The recent actions by the Economic Financial Crimes Commission (EFCC) to clamp down on currency speculators and unauthorised currency traders come amidst a backdrop of the naira’s further depreciation against the US dollar. The raids, conducted in Abuja, Lagos, Kano, and Port Harcourt, aim to address the increasing pressure on the naira caused by activities in the forex and cryptocurrency markets.
These efforts follow previous arrests of Bureau De Change (BDC) operators accused of speculating against the naira. Despite resistance from some operators, law enforcement agencies have continued their crackdown, leading to disruptions in market activities and heightened caution among traders.
The prevailing exchange rate at the parallel market stands at N1,540 per dollar, reflecting a 4.05% depreciation compared to the previous day’s rate. Similarly, the official foreign exchange market witnessed a 3.04% depreciation, with the dollar quoted at N1,520 on Tuesday.
Factors contributing to the naira’s depreciation include a shortage of dollars due to repatriation by foreign portfolio investors and a decrease in the supply of dollars in the market. Despite temporary stability observed in April, recent declines underscore the ongoing volatility in the exchange rate.

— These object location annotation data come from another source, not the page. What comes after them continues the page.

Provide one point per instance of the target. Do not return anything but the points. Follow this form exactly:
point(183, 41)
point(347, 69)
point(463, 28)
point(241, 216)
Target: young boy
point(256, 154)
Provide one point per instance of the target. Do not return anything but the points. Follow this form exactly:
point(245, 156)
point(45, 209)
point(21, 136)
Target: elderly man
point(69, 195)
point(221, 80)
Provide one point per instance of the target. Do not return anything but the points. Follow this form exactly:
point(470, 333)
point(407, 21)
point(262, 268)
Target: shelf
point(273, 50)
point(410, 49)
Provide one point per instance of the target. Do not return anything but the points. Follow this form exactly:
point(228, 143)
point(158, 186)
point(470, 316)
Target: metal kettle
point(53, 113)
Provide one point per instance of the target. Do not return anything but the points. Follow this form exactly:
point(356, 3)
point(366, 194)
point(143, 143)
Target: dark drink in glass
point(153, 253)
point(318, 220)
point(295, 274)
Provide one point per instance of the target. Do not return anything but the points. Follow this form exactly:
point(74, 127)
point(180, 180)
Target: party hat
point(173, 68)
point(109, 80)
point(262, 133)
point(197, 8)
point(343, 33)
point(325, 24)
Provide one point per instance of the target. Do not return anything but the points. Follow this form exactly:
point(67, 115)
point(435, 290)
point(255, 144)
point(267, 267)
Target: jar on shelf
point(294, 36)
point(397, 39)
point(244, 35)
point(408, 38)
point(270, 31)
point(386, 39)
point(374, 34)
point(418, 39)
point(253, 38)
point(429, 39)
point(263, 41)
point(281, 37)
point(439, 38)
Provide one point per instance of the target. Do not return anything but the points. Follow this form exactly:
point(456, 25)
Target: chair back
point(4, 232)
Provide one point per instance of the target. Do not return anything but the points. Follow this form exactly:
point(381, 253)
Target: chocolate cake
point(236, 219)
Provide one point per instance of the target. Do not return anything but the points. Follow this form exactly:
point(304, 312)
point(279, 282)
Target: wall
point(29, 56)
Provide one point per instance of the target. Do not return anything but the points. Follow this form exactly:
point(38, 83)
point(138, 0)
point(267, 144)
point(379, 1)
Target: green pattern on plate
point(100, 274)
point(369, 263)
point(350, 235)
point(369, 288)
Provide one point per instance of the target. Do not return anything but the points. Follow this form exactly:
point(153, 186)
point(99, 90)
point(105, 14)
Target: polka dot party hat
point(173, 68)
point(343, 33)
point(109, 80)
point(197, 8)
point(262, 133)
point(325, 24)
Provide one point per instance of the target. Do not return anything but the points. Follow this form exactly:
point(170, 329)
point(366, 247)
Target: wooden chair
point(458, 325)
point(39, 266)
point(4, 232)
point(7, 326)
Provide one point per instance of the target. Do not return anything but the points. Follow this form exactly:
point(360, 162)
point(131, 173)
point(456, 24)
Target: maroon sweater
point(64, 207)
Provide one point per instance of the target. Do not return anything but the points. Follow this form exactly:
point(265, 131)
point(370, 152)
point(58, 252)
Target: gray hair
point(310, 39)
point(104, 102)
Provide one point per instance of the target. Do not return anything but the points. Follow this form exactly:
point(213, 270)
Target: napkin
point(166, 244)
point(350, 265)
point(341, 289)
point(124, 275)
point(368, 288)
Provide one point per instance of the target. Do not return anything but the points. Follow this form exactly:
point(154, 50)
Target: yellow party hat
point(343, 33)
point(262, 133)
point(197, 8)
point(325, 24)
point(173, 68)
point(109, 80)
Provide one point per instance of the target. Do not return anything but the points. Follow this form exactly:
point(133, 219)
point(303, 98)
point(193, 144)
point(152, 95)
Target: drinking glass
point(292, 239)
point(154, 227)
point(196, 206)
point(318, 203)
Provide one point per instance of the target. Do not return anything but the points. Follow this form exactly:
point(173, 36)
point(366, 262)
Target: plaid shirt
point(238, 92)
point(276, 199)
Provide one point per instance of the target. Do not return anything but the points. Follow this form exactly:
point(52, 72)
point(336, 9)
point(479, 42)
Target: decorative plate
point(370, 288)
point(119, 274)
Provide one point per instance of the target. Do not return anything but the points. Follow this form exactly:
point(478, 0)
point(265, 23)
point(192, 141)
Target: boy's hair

The Central Bank of Nigeria (CBN) has implemented various measures to curb speculation on the naira, including prohibiting foreign currency collaterals for naira loans and aligning exchange rates with prevailing market rates. However, sustained efforts to improve FX liquidity through exports and foreign capital inflow are deemed necessary to strengthen the naira and achieve macroeconomic stability.
Economists emphasize the importance of creating a conducive environment for FX inflow, particularly through trade and capital importation. Addressing policy uncertainties and enhancing non-oil exports are essential steps towards stabilizing the naira and sustaining the gains achieved through regulatory reforms by the CBN.